The Scriabin recordings all date from 1972, when Fisher and others (including David Wilde, Janos Solyom and John Ogdon) were invited to contribute to the BBC’s centenary celebrations. Fisher, who admits to never previously having played her designated pieces, brings out the intricacy, rapture and cosmic surges of the Études, and she does equal justice to architecture and dramaturgy in the Sonata. The Chopinesque funèbre of the finale is in itself something of a masterclass in long lines and spontaneous inflection (though Scriabinists should also note the stunningly Stygian 1977 account by Lazar Berman, only ever available on LP but findable in transfers on the web). This is Scriabin mourning the end of his pianistic career, as he was (wrongly) diagnosed with permanent damage to his right hand. In a cruelly ironic twist, it was trouble with her right hand that shortened Norma Fisher’s own concert career, when in the 1990s she developed focal dystonia, a neurological condition, ‘causing the muscles to seize up without warning’, as she has put it.
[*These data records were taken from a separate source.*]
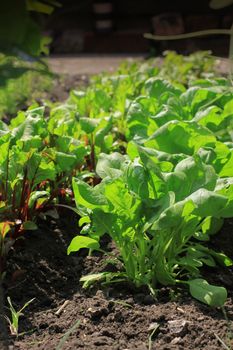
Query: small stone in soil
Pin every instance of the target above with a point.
(178, 327)
(149, 300)
(176, 340)
(152, 326)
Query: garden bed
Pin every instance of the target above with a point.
(146, 163)
(114, 317)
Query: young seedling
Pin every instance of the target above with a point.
(15, 315)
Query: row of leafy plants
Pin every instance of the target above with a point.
(149, 154)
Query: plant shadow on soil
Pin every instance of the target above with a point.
(112, 317)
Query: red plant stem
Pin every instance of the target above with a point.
(7, 173)
(92, 152)
(22, 199)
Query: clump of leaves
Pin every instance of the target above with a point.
(157, 219)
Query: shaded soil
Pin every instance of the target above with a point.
(111, 317)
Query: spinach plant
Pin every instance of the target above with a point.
(157, 219)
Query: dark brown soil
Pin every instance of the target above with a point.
(112, 317)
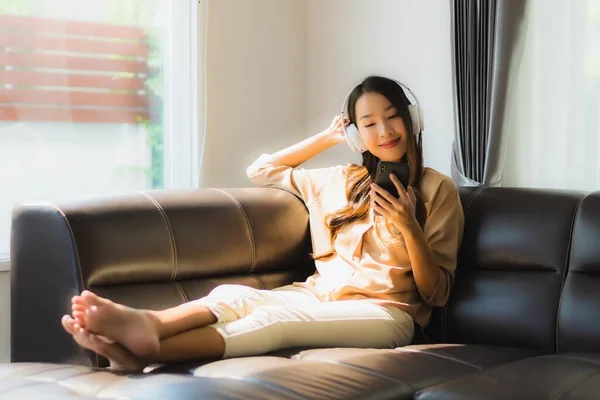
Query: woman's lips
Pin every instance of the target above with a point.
(390, 144)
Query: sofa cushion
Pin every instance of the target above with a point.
(46, 381)
(578, 316)
(568, 376)
(512, 261)
(412, 367)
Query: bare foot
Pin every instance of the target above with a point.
(120, 359)
(78, 308)
(132, 328)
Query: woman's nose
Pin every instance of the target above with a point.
(385, 129)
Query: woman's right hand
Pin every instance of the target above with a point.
(335, 131)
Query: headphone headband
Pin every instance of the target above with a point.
(418, 114)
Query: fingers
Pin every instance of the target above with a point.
(380, 204)
(411, 195)
(383, 193)
(399, 187)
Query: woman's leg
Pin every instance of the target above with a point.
(141, 331)
(353, 323)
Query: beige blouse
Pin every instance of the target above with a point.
(371, 263)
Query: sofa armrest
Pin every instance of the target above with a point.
(151, 250)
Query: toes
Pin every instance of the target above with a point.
(68, 323)
(77, 300)
(91, 299)
(79, 317)
(78, 307)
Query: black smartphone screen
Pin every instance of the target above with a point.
(382, 176)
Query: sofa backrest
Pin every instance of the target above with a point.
(147, 250)
(511, 266)
(579, 312)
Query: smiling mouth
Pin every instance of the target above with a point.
(390, 144)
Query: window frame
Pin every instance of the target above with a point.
(184, 108)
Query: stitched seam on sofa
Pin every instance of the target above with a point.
(271, 386)
(574, 382)
(169, 228)
(440, 356)
(61, 212)
(445, 314)
(584, 360)
(181, 291)
(368, 371)
(564, 274)
(248, 225)
(260, 282)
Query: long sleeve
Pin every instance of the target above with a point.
(443, 232)
(304, 183)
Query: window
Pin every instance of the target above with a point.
(554, 139)
(96, 97)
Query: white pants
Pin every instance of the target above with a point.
(253, 321)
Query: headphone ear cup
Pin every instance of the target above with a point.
(418, 121)
(353, 139)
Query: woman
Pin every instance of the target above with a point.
(382, 262)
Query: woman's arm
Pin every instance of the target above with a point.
(426, 271)
(432, 251)
(303, 151)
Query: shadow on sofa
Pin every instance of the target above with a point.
(523, 320)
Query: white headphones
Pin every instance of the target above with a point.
(351, 131)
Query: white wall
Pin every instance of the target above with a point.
(4, 317)
(404, 39)
(256, 84)
(277, 72)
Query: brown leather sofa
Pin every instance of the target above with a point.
(523, 320)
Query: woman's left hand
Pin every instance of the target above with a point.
(399, 211)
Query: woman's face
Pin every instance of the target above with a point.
(380, 126)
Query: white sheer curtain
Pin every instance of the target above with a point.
(554, 119)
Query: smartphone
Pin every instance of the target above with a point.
(382, 175)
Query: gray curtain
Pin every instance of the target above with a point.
(486, 37)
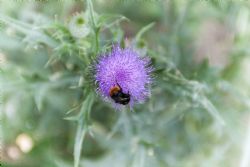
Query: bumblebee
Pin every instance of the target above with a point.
(118, 96)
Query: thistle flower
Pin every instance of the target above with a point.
(123, 76)
(78, 25)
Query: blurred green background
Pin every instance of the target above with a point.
(198, 112)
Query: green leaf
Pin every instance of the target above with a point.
(82, 127)
(143, 30)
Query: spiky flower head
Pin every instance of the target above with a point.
(126, 69)
(78, 25)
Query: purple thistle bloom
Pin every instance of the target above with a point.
(123, 68)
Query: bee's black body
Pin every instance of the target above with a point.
(118, 96)
(121, 98)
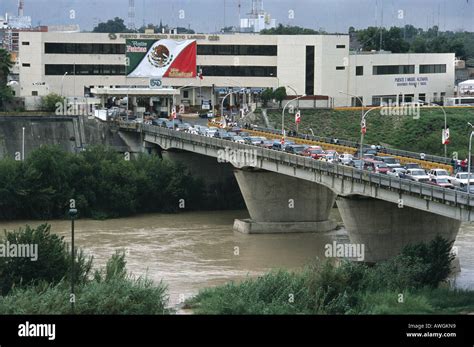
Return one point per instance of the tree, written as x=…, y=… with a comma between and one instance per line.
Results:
x=52, y=262
x=280, y=94
x=50, y=101
x=115, y=25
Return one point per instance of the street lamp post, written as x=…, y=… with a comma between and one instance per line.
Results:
x=23, y=145
x=445, y=126
x=362, y=133
x=361, y=120
x=72, y=215
x=62, y=83
x=283, y=114
x=174, y=97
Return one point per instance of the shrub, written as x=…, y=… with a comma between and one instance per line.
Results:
x=111, y=292
x=53, y=263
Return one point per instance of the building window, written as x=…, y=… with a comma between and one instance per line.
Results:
x=393, y=69
x=309, y=84
x=357, y=102
x=240, y=71
x=83, y=48
x=380, y=100
x=85, y=70
x=434, y=68
x=257, y=50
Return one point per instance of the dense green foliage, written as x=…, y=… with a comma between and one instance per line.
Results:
x=111, y=291
x=50, y=101
x=103, y=184
x=53, y=261
x=421, y=135
x=350, y=288
x=116, y=25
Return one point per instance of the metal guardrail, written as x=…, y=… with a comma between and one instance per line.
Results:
x=445, y=195
x=347, y=143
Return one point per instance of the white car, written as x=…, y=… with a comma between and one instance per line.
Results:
x=397, y=172
x=346, y=158
x=439, y=173
x=418, y=175
x=461, y=179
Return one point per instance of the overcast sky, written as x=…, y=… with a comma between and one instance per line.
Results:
x=208, y=15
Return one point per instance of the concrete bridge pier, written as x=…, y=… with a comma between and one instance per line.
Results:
x=385, y=228
x=283, y=204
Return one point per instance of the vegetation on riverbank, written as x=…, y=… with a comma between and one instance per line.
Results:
x=411, y=283
x=43, y=286
x=103, y=184
x=421, y=135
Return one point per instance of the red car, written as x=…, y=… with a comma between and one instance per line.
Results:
x=441, y=182
x=314, y=153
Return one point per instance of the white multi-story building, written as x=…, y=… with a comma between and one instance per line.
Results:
x=77, y=64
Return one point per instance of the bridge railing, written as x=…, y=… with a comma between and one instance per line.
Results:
x=347, y=143
x=424, y=190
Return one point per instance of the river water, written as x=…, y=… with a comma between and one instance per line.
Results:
x=189, y=251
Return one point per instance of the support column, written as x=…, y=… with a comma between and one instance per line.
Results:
x=283, y=204
x=384, y=228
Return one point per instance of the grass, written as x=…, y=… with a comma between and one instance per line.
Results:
x=421, y=135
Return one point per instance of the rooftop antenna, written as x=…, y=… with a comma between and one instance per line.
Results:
x=240, y=17
x=21, y=5
x=131, y=14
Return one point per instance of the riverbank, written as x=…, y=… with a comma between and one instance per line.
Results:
x=102, y=184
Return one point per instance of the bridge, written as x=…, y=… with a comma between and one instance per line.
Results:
x=290, y=193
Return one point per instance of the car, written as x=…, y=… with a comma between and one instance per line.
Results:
x=279, y=147
x=345, y=158
x=257, y=140
x=315, y=153
x=441, y=182
x=220, y=133
x=357, y=164
x=238, y=139
x=390, y=161
x=464, y=189
x=375, y=166
x=439, y=173
x=418, y=175
x=397, y=172
x=267, y=144
x=206, y=115
x=381, y=167
x=409, y=166
x=330, y=155
x=295, y=149
x=461, y=179
x=368, y=156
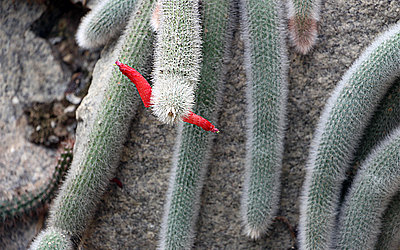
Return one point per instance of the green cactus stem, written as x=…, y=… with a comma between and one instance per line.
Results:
x=104, y=22
x=303, y=18
x=52, y=239
x=95, y=166
x=390, y=229
x=375, y=184
x=177, y=59
x=266, y=72
x=27, y=204
x=346, y=114
x=193, y=144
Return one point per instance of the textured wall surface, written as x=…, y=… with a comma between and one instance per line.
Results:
x=130, y=217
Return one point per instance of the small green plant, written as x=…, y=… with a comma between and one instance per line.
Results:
x=18, y=207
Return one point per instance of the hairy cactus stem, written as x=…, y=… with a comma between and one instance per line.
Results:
x=303, y=18
x=375, y=184
x=104, y=22
x=95, y=164
x=145, y=90
x=266, y=72
x=193, y=145
x=342, y=123
x=177, y=59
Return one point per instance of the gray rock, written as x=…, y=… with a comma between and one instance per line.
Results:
x=28, y=73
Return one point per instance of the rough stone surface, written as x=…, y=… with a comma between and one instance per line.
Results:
x=129, y=218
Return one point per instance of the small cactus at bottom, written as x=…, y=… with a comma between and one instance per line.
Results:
x=177, y=59
x=342, y=122
x=373, y=187
x=303, y=18
x=192, y=147
x=266, y=71
x=104, y=22
x=95, y=165
x=52, y=239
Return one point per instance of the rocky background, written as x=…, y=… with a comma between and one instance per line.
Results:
x=43, y=72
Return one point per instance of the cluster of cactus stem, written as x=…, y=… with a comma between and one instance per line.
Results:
x=188, y=75
x=34, y=202
x=94, y=167
x=342, y=123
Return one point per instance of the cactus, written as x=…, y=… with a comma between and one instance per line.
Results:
x=90, y=174
x=193, y=144
x=30, y=203
x=52, y=239
x=104, y=22
x=376, y=183
x=390, y=233
x=266, y=72
x=303, y=18
x=177, y=59
x=345, y=116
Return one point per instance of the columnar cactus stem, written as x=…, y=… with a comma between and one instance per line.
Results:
x=345, y=116
x=31, y=203
x=390, y=233
x=303, y=18
x=90, y=174
x=193, y=144
x=104, y=22
x=177, y=59
x=375, y=184
x=52, y=239
x=266, y=72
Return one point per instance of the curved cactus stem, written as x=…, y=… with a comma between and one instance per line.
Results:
x=95, y=166
x=303, y=18
x=30, y=203
x=376, y=183
x=266, y=72
x=104, y=22
x=346, y=114
x=52, y=239
x=193, y=144
x=390, y=233
x=177, y=59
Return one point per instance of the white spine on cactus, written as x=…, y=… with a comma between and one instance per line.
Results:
x=303, y=16
x=373, y=187
x=177, y=59
x=344, y=118
x=266, y=73
x=104, y=22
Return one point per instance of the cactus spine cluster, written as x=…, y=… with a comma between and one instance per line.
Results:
x=193, y=144
x=266, y=73
x=376, y=183
x=177, y=59
x=104, y=22
x=31, y=203
x=303, y=18
x=346, y=115
x=92, y=171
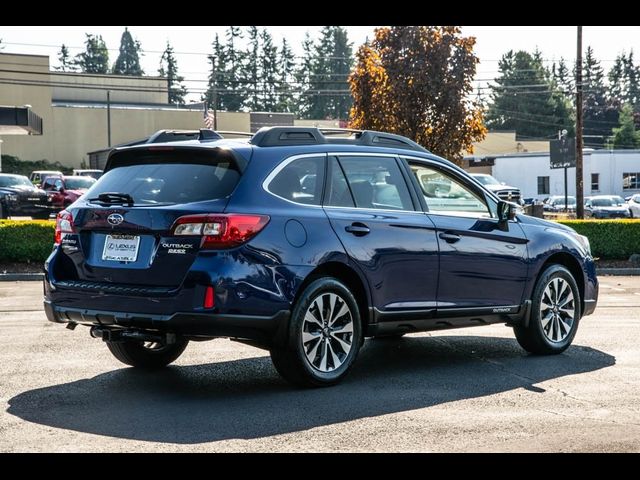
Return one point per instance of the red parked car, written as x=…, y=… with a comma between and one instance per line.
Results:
x=64, y=190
Fortunately, having reinvented herself as one of the most sought-after piano teachers in the world, she is now able to enjoy what will surely be a widely acclaimed renaissance for her recorded legacy. Vol 2 is already planned for 2019. But the continuation of such series can depend on luck; Fisher’s recording of Scriabin’s Fifth Sonata, which was planned for release, unfortunately lacks the last few bars, and the producer has issued an appeal for anyone who might be in possession of a recording of the broadcast (email@example.com).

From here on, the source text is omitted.